Technically, however, the symbol is wrong. Along with a handful of other images that emerged during the Middle Ages, it is based on wives' tales, legend, and, in this case, a rather inept knowledge of ornithology.

Whether it was an artist or Church father, the originator of the pelican image attempted to explain, by means of analogy, the nature and saving work of Jesus Christ. Using the stuff of a broken world to explain Christ is bound to end up falling off the tracks.

The explanation of the symbol is that, in dire times, a female pelican will pierce her own breast to save her nestling brood. It’s a no-brainer as far as the link between a bird’s saving act and the saving act of the King of all creation. But that is a big assumption for a bird. In reality, if things got dire in bird-dom, the brood would get shoved out of the nest to die. Pelicans aren’t sacrificial; they are self-serving.

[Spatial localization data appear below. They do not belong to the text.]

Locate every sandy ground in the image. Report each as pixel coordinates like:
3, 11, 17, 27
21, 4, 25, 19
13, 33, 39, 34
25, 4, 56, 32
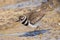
0, 0, 60, 40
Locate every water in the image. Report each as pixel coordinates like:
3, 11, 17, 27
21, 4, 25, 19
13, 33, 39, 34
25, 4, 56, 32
19, 30, 48, 37
0, 0, 48, 10
0, 30, 48, 37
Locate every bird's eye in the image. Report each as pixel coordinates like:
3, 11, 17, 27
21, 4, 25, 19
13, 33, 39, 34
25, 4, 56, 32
20, 17, 24, 20
20, 18, 23, 20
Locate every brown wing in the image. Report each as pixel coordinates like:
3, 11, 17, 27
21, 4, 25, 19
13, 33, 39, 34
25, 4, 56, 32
28, 11, 45, 24
24, 10, 45, 25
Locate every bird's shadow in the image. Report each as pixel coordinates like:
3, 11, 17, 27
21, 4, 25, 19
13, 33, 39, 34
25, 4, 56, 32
18, 30, 48, 37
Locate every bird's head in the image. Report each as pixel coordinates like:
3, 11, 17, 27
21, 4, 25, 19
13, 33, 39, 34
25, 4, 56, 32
16, 15, 25, 22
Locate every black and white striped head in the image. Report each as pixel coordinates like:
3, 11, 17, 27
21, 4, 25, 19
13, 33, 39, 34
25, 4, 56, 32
16, 15, 29, 26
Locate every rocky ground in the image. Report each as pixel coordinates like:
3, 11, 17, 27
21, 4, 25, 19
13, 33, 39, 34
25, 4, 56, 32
0, 0, 60, 40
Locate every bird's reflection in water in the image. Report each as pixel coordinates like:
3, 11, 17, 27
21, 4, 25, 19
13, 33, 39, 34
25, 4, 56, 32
19, 30, 48, 37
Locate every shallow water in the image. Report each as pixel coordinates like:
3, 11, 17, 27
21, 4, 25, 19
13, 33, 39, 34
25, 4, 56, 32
0, 0, 47, 10
19, 30, 48, 37
0, 30, 48, 37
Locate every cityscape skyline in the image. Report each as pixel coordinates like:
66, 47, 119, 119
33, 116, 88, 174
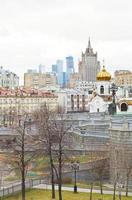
0, 0, 132, 84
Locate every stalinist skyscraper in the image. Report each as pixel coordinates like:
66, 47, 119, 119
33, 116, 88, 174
79, 39, 100, 82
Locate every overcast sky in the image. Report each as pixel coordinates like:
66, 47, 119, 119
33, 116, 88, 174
0, 0, 132, 84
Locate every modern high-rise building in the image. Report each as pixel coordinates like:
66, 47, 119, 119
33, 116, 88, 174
66, 56, 74, 84
56, 60, 63, 86
52, 64, 58, 74
79, 39, 100, 82
63, 72, 67, 87
52, 60, 63, 86
38, 64, 45, 73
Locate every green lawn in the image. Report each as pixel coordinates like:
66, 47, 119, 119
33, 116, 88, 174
2, 189, 132, 200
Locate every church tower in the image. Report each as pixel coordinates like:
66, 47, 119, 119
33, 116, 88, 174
79, 38, 100, 82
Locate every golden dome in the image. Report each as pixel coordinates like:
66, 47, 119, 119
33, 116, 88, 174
96, 66, 111, 81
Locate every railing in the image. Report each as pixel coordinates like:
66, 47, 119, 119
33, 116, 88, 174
0, 178, 47, 198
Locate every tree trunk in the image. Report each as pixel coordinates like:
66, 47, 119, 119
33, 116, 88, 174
21, 167, 25, 200
90, 182, 93, 200
49, 145, 56, 199
100, 180, 103, 195
51, 164, 55, 199
126, 175, 129, 197
21, 127, 25, 200
58, 143, 62, 200
58, 181, 62, 200
58, 166, 62, 200
113, 181, 116, 200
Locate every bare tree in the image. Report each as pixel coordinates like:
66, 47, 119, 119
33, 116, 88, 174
89, 151, 97, 200
87, 151, 108, 200
52, 114, 72, 200
94, 157, 109, 195
124, 149, 132, 197
34, 105, 72, 200
9, 114, 36, 200
34, 105, 56, 199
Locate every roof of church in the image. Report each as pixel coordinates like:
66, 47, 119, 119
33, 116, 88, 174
96, 66, 111, 81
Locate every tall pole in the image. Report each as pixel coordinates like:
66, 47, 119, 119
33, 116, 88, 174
71, 161, 79, 193
21, 121, 26, 200
74, 169, 77, 192
110, 83, 118, 115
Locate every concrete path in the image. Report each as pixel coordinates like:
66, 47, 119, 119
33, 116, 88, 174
34, 184, 132, 196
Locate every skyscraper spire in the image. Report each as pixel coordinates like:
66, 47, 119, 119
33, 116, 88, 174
88, 37, 91, 49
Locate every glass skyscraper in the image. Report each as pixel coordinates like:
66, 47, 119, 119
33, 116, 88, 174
56, 60, 63, 86
66, 56, 74, 84
52, 64, 58, 74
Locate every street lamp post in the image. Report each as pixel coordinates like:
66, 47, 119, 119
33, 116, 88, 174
117, 182, 124, 200
71, 161, 79, 193
111, 83, 118, 104
109, 83, 118, 115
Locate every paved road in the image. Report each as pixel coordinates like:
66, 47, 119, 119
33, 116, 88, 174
34, 184, 132, 196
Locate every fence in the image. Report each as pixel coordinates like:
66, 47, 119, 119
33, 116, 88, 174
0, 178, 46, 198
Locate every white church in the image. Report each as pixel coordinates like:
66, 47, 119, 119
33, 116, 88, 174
89, 65, 112, 113
89, 65, 132, 114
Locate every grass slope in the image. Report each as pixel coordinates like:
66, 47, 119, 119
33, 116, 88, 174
3, 189, 132, 200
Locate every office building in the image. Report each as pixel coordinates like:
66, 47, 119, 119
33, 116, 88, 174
0, 66, 19, 89
24, 71, 57, 89
56, 60, 63, 86
66, 56, 74, 84
38, 64, 45, 73
114, 70, 132, 86
52, 64, 58, 74
79, 38, 100, 82
69, 73, 80, 88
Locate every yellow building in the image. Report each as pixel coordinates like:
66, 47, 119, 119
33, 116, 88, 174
114, 70, 132, 86
69, 73, 80, 88
24, 71, 57, 89
0, 89, 58, 126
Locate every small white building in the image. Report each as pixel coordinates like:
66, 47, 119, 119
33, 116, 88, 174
89, 95, 108, 113
89, 66, 112, 113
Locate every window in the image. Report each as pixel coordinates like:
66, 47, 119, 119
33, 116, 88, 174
100, 85, 104, 94
121, 103, 128, 112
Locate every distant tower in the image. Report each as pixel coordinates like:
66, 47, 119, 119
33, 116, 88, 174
66, 56, 74, 84
56, 59, 63, 86
38, 64, 45, 73
52, 64, 58, 74
63, 72, 67, 86
79, 38, 100, 82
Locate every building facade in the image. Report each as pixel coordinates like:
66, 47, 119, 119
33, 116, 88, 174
110, 116, 132, 185
24, 71, 57, 89
56, 59, 63, 86
52, 64, 58, 74
38, 64, 45, 73
79, 39, 100, 82
69, 73, 80, 88
66, 56, 74, 84
63, 72, 67, 87
66, 90, 90, 112
114, 70, 132, 86
0, 66, 19, 89
0, 88, 58, 126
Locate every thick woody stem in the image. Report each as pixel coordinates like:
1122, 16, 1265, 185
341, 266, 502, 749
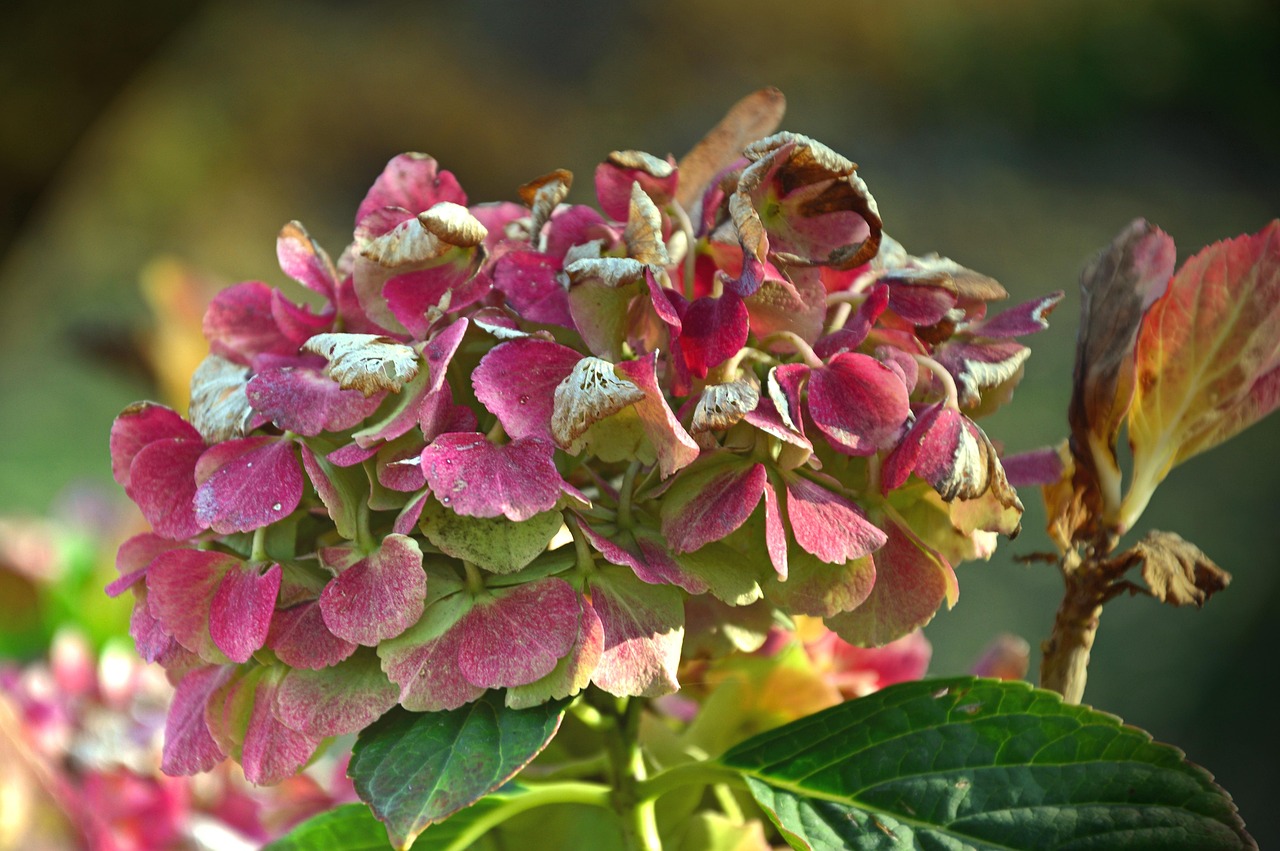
1039, 548, 1131, 703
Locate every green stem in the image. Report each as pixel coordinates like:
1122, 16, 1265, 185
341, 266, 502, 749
633, 759, 745, 803
250, 525, 269, 564
759, 330, 824, 368
617, 462, 640, 530
462, 560, 486, 595
435, 781, 613, 851
601, 696, 661, 851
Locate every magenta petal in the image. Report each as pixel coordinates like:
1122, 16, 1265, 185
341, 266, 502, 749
207, 667, 321, 786
589, 567, 683, 698
110, 403, 201, 488
785, 475, 886, 564
965, 292, 1064, 338
194, 436, 304, 534
356, 154, 467, 228
247, 365, 383, 436
209, 563, 281, 664
108, 533, 184, 597
162, 665, 232, 776
457, 578, 579, 688
614, 353, 699, 478
1001, 446, 1066, 488
493, 250, 573, 326
203, 281, 299, 365
423, 317, 469, 394
886, 282, 958, 325
267, 600, 358, 669
385, 264, 489, 338
418, 382, 477, 441
762, 483, 788, 579
127, 437, 206, 540
827, 519, 958, 647
147, 549, 240, 662
271, 289, 332, 348
276, 651, 398, 738
130, 595, 179, 664
378, 594, 483, 711
319, 534, 425, 646
807, 352, 910, 455
278, 221, 338, 300
577, 520, 707, 593
660, 456, 767, 553
472, 338, 582, 440
678, 293, 749, 378
421, 434, 562, 521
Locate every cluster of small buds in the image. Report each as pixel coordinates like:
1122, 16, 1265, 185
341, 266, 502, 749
109, 91, 1059, 783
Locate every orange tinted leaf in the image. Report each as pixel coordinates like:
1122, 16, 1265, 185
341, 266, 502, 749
1122, 221, 1280, 529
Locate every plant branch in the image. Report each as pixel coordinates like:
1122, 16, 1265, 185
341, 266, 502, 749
434, 781, 612, 851
1039, 548, 1136, 703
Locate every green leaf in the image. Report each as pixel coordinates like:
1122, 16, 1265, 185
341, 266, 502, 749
266, 788, 532, 851
719, 677, 1254, 850
349, 692, 569, 849
419, 499, 562, 574
264, 803, 392, 850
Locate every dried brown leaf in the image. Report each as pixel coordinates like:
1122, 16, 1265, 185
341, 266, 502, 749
675, 87, 787, 209
1132, 530, 1231, 608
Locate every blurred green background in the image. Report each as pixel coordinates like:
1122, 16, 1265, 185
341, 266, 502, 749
2, 0, 1277, 844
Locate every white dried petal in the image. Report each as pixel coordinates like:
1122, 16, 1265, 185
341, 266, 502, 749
551, 357, 645, 452
189, 354, 253, 442
303, 333, 420, 396
565, 256, 647, 289
608, 150, 674, 178
624, 182, 670, 266
518, 169, 573, 242
418, 202, 487, 247
691, 376, 761, 434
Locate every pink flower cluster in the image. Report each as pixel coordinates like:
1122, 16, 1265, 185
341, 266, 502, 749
110, 99, 1058, 782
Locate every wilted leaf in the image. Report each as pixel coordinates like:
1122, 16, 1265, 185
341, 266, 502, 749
304, 333, 421, 396
1131, 530, 1231, 608
676, 87, 786, 209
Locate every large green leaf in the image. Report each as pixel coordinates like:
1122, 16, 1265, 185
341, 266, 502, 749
720, 677, 1253, 850
265, 788, 532, 851
349, 693, 568, 849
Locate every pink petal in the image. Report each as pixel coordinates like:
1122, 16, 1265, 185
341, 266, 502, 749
108, 533, 185, 597
267, 600, 358, 669
207, 667, 322, 786
127, 438, 207, 540
246, 364, 383, 436
162, 665, 232, 776
421, 434, 563, 521
146, 549, 241, 662
807, 353, 910, 455
378, 594, 484, 712
766, 548, 876, 618
660, 456, 766, 554
194, 436, 304, 534
277, 221, 338, 300
614, 353, 699, 478
472, 338, 583, 440
589, 567, 683, 698
356, 154, 467, 228
577, 520, 707, 593
785, 475, 886, 564
762, 483, 788, 579
319, 534, 425, 646
1001, 446, 1066, 488
493, 250, 573, 326
276, 651, 398, 738
209, 563, 281, 663
110, 403, 200, 488
203, 281, 299, 365
423, 317, 470, 394
965, 292, 1064, 339
457, 578, 580, 688
677, 293, 749, 378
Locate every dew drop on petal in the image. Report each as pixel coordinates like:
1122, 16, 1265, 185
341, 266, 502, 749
441, 496, 451, 504
272, 503, 282, 511
518, 395, 530, 405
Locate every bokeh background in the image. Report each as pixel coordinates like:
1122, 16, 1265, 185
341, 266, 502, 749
2, 0, 1277, 845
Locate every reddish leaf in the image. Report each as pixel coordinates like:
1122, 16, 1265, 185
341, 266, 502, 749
1124, 220, 1280, 529
472, 338, 583, 440
161, 665, 232, 776
421, 434, 563, 521
785, 475, 886, 564
456, 578, 580, 688
276, 650, 398, 738
588, 566, 683, 698
319, 534, 426, 646
194, 436, 304, 534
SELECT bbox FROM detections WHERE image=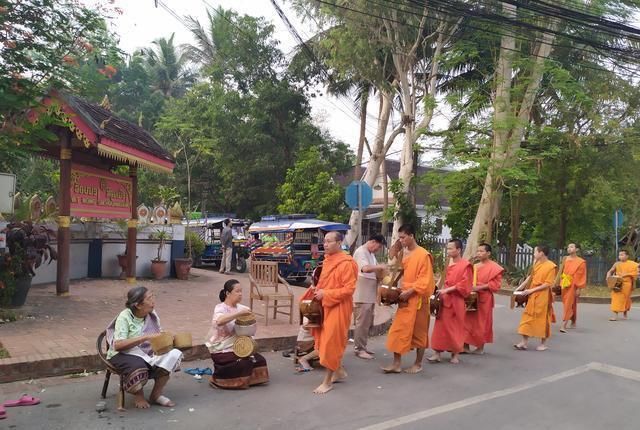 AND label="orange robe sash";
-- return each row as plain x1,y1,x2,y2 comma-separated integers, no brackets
464,260,504,347
431,259,472,353
560,257,586,323
308,252,358,371
518,260,556,339
385,246,435,354
611,260,638,313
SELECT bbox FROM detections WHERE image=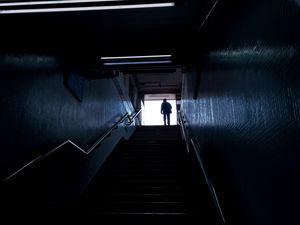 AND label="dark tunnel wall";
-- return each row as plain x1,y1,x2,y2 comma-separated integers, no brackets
181,0,300,225
0,53,131,181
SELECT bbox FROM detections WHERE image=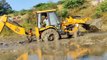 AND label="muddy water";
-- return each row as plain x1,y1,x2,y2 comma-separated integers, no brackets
16,41,107,60
28,54,107,60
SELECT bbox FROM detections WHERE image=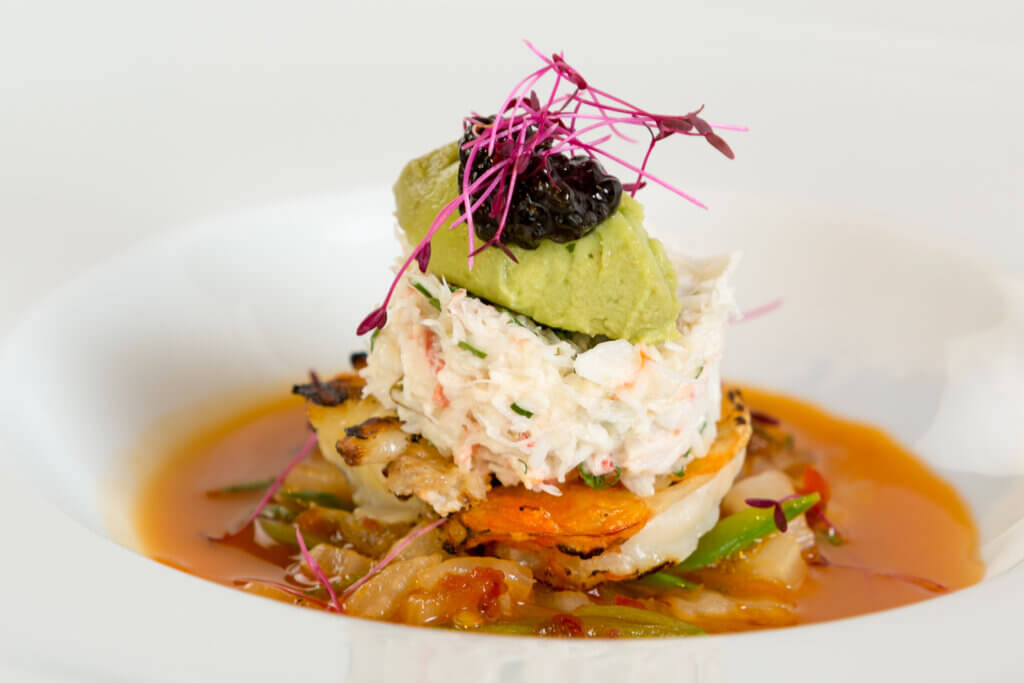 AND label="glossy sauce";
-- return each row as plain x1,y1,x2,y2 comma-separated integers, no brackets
135,387,983,628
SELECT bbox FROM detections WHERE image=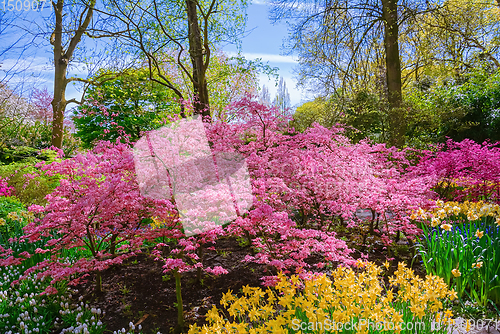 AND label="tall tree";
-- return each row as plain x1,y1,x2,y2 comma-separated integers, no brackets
260,85,272,106
97,0,248,120
273,76,291,114
270,0,437,147
382,0,404,146
49,0,97,148
2,0,129,148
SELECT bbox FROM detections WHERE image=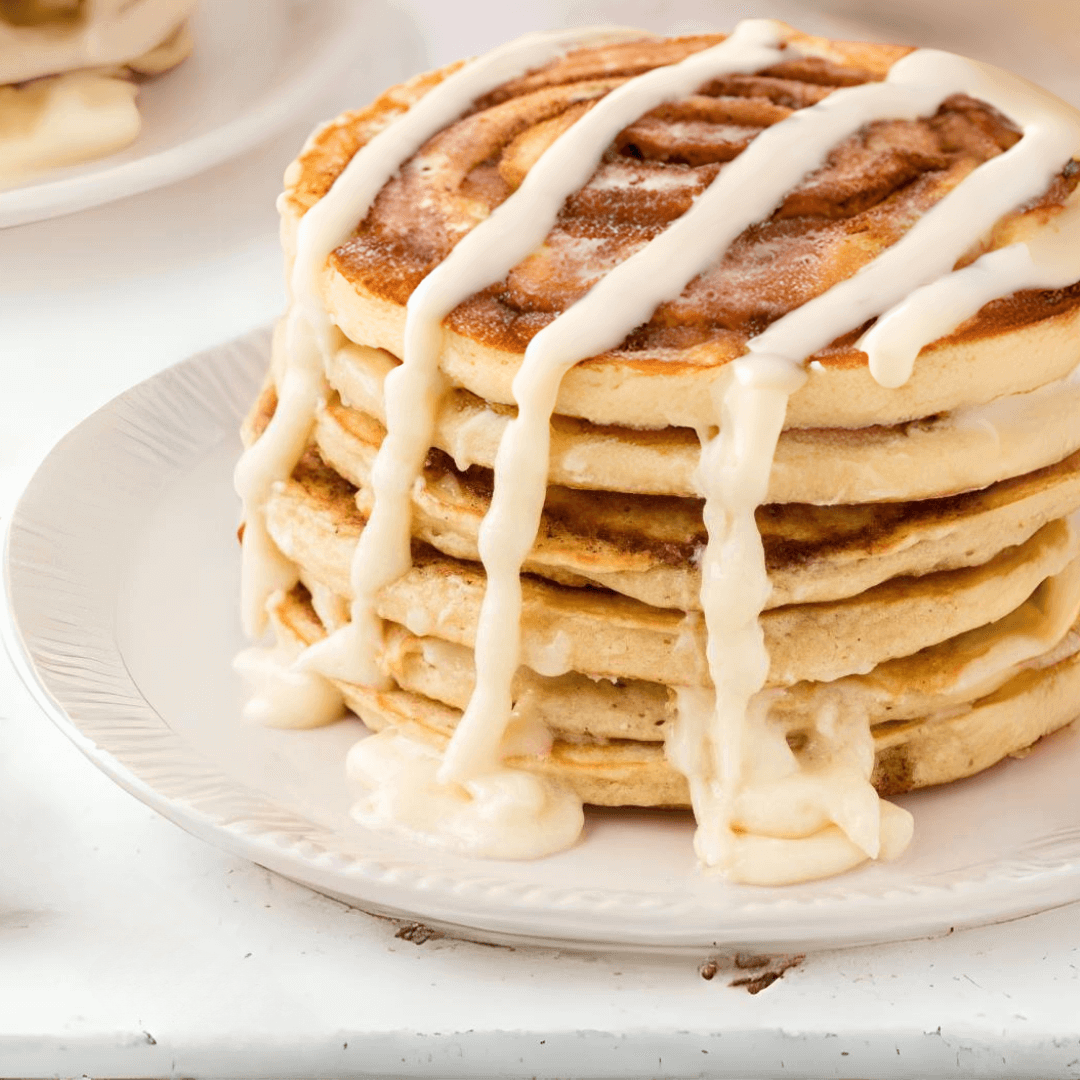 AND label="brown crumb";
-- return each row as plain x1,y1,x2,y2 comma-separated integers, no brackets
394,922,443,945
730,971,783,994
728,954,805,994
734,953,772,969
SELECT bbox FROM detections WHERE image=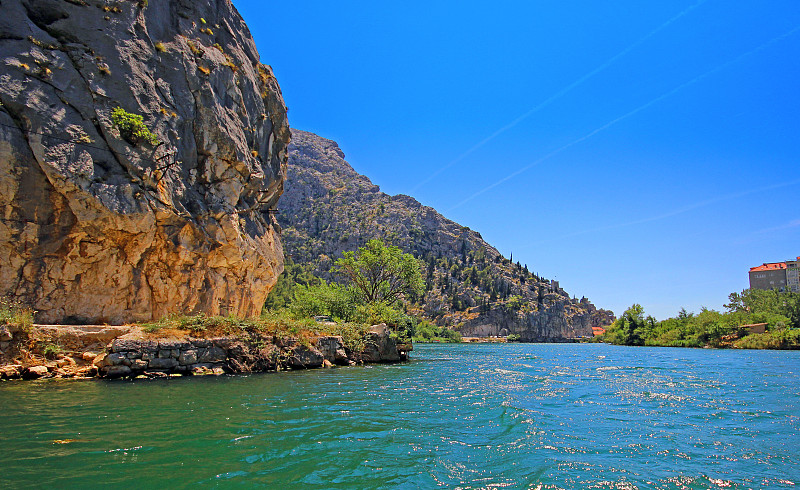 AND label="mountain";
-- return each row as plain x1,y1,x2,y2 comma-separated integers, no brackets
277,130,614,340
0,0,289,324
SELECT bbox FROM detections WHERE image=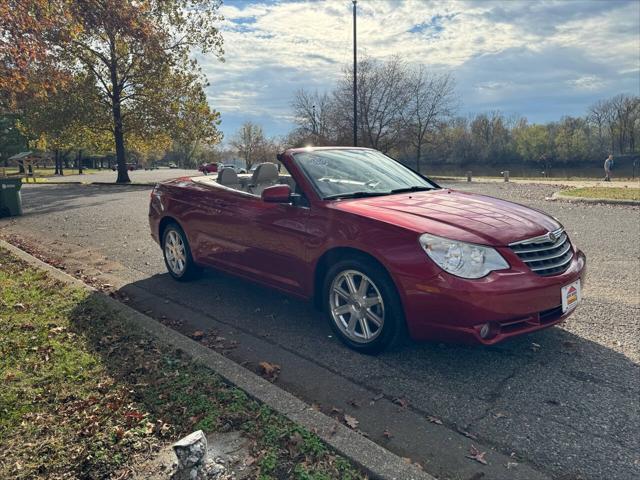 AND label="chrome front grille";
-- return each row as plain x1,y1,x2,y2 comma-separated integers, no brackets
509,228,573,276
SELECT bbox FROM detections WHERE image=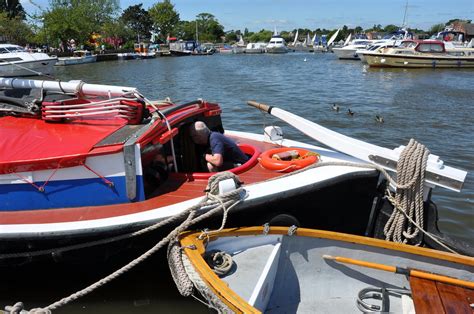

On the other hand, Jesus did use a bird to describe Himself. In grieving over an unbelieving Jerusalem, He laments,  “O Jerusalem, Jerusalem, the city that kills the prophets and stones those who are sent to it! How often would I have gathered your children together as a hen gathers her brood under her wings, and you were not willing!” Matthew 23:37. We must thank the Church fathers for not rushing to a chicken for the symbol of our Lord, but I digress.

Even in title, “The Pelican in Her Piety” is a little odd. Piety, however, does not here denote devoutness or reverence. Rather, it pulls from its original meaning of having “duty.” This is most significant, for in His love for His own, Christ Jesus was duty-bound to the lost and sinful and perishing. Our piety, by contrast, is negligible.